Where are all the trillion dollar biotechs?
9 days ago
- #aging
- #drug-development
- #biotech
- Biotech industry faces declining returns on R&D investments, with the number of new drugs approved per $1 billion halving every nine years since 1950.
- Only three drugs—Humira, Keytruda, and Pfizer’s COVID vaccine—have reached $20 billion-per-year sales, highlighting the challenge of achieving blockbuster outcomes.
- Genetic targets show promise but are limited by tradeoffs between small populations with high-confidence targets and large populations with low-confidence targets.
- Rare disease drugs like those for SMA, cystic fibrosis, and hemophilia A can be commercially successful, but many companies still fail despite approvals.
- Drug repurposing offers potential but has inconsistent success rates, with systematic attempts performing no better than traditional drug discovery.

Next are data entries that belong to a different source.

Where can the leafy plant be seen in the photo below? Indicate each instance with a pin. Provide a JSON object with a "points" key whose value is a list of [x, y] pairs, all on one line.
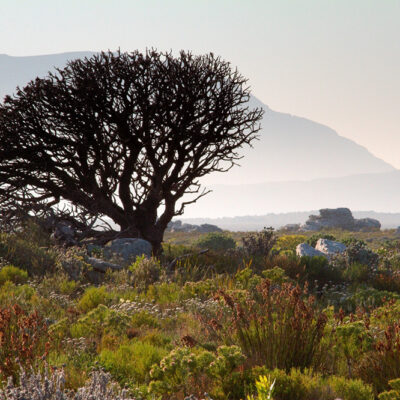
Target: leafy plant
{"points": [[12, 274], [94, 296], [259, 243], [265, 389], [216, 241], [24, 340], [280, 327]]}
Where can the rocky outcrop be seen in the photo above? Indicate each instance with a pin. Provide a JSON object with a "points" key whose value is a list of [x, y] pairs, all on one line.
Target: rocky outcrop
{"points": [[324, 247], [178, 226], [330, 247], [341, 218], [101, 265], [127, 248], [305, 250]]}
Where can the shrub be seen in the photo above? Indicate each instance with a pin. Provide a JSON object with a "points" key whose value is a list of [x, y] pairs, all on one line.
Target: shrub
{"points": [[145, 271], [12, 274], [383, 362], [184, 370], [307, 385], [24, 340], [312, 240], [216, 241], [259, 243], [391, 394], [357, 252], [99, 321], [26, 255], [131, 361], [279, 327], [48, 386], [318, 269], [265, 389], [93, 297], [289, 242]]}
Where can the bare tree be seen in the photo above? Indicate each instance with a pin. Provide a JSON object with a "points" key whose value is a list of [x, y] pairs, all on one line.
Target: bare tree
{"points": [[124, 136]]}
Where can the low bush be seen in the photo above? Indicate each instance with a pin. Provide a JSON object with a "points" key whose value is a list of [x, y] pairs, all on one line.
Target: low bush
{"points": [[382, 364], [259, 244], [130, 363], [279, 327], [12, 274], [308, 385], [24, 340], [216, 241], [26, 255], [145, 271], [187, 371], [94, 296]]}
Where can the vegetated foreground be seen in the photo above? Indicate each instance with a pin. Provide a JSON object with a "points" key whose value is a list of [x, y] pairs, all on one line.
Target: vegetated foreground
{"points": [[246, 319]]}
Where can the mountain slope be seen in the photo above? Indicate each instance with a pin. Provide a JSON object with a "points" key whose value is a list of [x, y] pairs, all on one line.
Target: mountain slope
{"points": [[290, 148], [18, 71], [294, 148], [379, 192]]}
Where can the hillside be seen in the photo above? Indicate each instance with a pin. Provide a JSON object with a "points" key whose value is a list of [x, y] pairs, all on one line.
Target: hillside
{"points": [[379, 192], [290, 147]]}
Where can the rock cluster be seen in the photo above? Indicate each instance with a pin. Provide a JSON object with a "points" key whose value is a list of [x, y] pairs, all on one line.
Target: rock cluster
{"points": [[339, 218], [324, 247], [178, 226]]}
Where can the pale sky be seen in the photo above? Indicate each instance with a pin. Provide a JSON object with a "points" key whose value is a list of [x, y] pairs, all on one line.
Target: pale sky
{"points": [[336, 62]]}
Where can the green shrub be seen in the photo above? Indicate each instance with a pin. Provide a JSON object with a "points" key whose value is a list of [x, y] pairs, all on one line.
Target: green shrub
{"points": [[94, 296], [308, 385], [131, 361], [145, 271], [12, 274], [279, 327], [276, 275], [265, 389], [26, 255], [216, 241], [391, 394], [357, 272], [350, 389], [259, 244], [318, 269], [183, 369], [289, 242], [246, 279], [98, 321]]}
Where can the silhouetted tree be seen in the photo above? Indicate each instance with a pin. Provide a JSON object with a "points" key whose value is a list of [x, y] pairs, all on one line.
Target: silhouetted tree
{"points": [[123, 136]]}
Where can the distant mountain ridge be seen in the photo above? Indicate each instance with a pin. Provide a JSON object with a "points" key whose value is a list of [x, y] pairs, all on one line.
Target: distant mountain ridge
{"points": [[290, 147], [277, 220], [379, 192]]}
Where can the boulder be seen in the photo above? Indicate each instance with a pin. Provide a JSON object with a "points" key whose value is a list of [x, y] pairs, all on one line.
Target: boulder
{"points": [[367, 224], [305, 250], [291, 227], [128, 248], [329, 247]]}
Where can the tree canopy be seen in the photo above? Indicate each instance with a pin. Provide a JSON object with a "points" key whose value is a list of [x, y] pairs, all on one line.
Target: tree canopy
{"points": [[124, 136]]}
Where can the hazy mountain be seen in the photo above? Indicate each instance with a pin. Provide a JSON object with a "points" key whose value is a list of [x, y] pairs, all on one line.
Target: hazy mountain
{"points": [[294, 148], [290, 148], [258, 222], [379, 192], [18, 71]]}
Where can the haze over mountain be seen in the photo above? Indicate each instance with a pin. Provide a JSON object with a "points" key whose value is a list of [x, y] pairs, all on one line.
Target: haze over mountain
{"points": [[378, 192], [290, 147], [308, 165]]}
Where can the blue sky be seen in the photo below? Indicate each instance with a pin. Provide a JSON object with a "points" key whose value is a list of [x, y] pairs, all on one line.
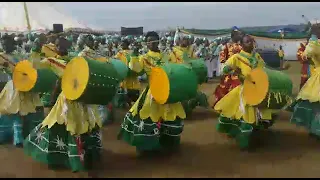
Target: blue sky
{"points": [[202, 15]]}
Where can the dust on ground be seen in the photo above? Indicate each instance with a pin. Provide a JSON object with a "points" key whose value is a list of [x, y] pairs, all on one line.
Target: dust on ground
{"points": [[284, 151]]}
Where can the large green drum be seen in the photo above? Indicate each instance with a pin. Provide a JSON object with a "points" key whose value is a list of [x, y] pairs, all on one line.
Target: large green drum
{"points": [[200, 68], [120, 67], [90, 81], [173, 83], [267, 88], [28, 79]]}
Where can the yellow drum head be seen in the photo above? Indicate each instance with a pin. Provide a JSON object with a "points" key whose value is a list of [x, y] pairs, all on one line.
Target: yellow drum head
{"points": [[75, 78], [159, 85], [256, 87], [24, 76]]}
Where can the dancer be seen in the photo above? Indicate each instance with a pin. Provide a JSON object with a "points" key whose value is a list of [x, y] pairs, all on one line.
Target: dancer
{"points": [[238, 119], [148, 125], [68, 137], [131, 85], [306, 106], [20, 111], [230, 81]]}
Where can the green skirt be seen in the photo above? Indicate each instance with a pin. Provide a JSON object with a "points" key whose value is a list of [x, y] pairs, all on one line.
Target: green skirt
{"points": [[147, 135], [200, 100], [57, 147], [306, 114], [32, 120], [241, 130]]}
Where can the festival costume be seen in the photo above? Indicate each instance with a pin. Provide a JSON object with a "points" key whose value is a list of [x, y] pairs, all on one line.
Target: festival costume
{"points": [[230, 81], [107, 111], [69, 136], [176, 56], [306, 106], [237, 118], [307, 69], [130, 87], [149, 125], [20, 111]]}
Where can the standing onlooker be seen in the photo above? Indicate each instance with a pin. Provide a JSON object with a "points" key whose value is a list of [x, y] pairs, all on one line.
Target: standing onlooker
{"points": [[281, 55]]}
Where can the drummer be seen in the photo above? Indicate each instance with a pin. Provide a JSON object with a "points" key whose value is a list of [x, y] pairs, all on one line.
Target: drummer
{"points": [[20, 111], [176, 56], [130, 85], [229, 81], [237, 119], [149, 126], [57, 65]]}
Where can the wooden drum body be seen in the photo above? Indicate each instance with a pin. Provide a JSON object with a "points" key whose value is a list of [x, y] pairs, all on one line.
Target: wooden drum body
{"points": [[173, 83], [90, 81], [200, 68], [28, 79], [266, 88]]}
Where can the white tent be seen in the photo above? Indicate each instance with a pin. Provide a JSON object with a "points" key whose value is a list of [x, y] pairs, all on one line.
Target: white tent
{"points": [[42, 15]]}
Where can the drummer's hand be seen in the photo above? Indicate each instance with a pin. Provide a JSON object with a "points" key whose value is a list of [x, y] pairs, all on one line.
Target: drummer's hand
{"points": [[241, 78], [237, 71]]}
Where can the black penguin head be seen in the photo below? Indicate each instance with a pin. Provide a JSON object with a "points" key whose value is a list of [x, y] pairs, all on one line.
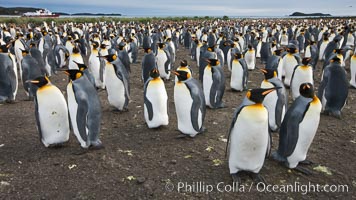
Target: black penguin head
{"points": [[74, 74], [154, 73], [306, 60], [4, 48], [161, 45], [40, 81], [95, 44], [183, 63], [81, 66], [335, 59], [258, 95], [213, 62], [278, 52], [238, 55], [306, 90], [182, 75], [269, 73], [110, 57]]}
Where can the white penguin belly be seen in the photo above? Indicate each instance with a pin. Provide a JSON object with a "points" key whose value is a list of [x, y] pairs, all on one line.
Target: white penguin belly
{"points": [[289, 62], [53, 115], [161, 60], [157, 95], [237, 74], [270, 102], [307, 130], [250, 60], [94, 67], [353, 71], [73, 108], [207, 83], [183, 104], [249, 140], [301, 76], [115, 88], [77, 58]]}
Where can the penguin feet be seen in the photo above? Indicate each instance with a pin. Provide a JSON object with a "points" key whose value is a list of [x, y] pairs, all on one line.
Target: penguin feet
{"points": [[302, 170], [236, 178], [257, 178], [306, 162]]}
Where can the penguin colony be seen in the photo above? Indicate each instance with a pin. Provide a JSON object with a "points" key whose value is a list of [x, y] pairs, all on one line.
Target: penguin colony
{"points": [[97, 57]]}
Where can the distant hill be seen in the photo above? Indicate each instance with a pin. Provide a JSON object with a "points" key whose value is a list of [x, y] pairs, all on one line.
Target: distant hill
{"points": [[21, 10], [300, 14]]}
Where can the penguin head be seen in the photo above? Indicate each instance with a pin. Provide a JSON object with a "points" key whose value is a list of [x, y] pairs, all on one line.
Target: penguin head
{"points": [[183, 63], [4, 48], [24, 52], [73, 74], [306, 90], [257, 95], [213, 62], [182, 75], [306, 60], [81, 66], [269, 73], [335, 59], [278, 52], [110, 57], [40, 81], [154, 73], [238, 55]]}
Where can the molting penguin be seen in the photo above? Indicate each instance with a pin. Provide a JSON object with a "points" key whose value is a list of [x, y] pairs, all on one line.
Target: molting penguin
{"points": [[276, 101], [84, 109], [250, 57], [333, 88], [163, 61], [155, 101], [239, 73], [117, 83], [51, 113], [189, 102], [214, 84], [302, 74], [290, 60], [184, 67], [148, 64], [353, 70], [298, 129], [8, 76], [249, 138]]}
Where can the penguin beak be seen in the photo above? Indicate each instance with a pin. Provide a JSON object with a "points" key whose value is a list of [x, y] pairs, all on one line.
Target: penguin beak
{"points": [[263, 71]]}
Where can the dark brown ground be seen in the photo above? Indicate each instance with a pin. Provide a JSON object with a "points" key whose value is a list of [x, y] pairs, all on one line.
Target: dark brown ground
{"points": [[155, 159]]}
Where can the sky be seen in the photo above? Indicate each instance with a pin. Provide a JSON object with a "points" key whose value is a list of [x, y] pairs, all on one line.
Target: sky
{"points": [[192, 7]]}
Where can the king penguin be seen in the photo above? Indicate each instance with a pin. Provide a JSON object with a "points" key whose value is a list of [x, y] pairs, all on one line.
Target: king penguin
{"points": [[214, 84], [276, 101], [290, 60], [333, 88], [148, 64], [353, 70], [239, 73], [84, 109], [8, 76], [250, 57], [298, 129], [51, 113], [163, 61], [249, 138], [155, 101], [302, 74], [117, 83], [189, 102]]}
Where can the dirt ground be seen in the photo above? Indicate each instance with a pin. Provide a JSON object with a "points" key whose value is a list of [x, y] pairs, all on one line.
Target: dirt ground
{"points": [[142, 163]]}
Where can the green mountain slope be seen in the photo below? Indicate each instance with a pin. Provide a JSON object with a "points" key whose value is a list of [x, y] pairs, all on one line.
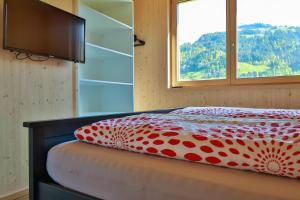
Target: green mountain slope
{"points": [[263, 50]]}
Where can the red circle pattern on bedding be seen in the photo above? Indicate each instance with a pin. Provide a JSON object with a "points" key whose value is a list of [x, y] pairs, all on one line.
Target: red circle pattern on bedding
{"points": [[264, 141]]}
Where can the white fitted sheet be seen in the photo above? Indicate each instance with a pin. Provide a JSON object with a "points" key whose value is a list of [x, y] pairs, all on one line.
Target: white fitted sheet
{"points": [[120, 175]]}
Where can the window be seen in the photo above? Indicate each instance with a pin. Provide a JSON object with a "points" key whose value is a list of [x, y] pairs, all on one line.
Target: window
{"points": [[219, 42]]}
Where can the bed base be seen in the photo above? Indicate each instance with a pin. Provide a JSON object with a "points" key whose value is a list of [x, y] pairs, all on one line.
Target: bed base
{"points": [[43, 136]]}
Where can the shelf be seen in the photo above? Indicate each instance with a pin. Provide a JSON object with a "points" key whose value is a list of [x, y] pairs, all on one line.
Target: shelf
{"points": [[120, 10], [89, 114], [109, 98], [97, 21], [88, 82], [99, 52], [107, 33], [106, 65]]}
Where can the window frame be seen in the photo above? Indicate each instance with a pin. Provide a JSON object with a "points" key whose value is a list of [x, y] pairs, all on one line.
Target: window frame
{"points": [[231, 55]]}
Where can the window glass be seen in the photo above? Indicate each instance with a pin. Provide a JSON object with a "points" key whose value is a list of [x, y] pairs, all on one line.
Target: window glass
{"points": [[201, 40], [268, 38]]}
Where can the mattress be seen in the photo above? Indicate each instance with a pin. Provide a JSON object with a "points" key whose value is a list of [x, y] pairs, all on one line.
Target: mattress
{"points": [[112, 174]]}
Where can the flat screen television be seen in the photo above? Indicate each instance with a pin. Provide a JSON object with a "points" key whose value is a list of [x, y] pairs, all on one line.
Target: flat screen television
{"points": [[34, 27]]}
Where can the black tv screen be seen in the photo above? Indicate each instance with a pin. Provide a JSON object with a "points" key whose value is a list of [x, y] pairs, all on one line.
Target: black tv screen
{"points": [[34, 27]]}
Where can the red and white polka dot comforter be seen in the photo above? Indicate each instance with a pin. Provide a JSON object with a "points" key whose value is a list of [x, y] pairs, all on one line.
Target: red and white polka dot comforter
{"points": [[259, 140]]}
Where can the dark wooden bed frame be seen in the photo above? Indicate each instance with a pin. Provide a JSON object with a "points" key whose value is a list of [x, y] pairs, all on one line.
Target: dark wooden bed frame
{"points": [[43, 136]]}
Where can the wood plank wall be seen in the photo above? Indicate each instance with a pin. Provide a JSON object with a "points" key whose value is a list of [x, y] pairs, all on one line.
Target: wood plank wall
{"points": [[151, 72], [29, 91]]}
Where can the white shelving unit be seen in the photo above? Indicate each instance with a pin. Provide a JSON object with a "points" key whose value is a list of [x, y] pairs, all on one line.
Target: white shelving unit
{"points": [[106, 81]]}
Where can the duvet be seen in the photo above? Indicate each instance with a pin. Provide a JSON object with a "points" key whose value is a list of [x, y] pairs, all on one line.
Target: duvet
{"points": [[260, 140]]}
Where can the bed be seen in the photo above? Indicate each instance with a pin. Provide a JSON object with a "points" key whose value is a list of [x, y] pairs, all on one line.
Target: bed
{"points": [[158, 178]]}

- AI in biotech is expected to assist drug discovery but may not significantly reduce costs or time until clinical-stage challenges are addressed.
- Age-related diseases represent the largest market potential but are difficult to treat due to complex biology and lack of effective heuristics.
- New therapeutic modalities and regulatory frameworks are needed to unlock progress in treating aging and other complex diseases.
- The biotech industry needs cheaper trials, adaptive regulations, and innovative modalities to achieve trillion-dollar outcomes.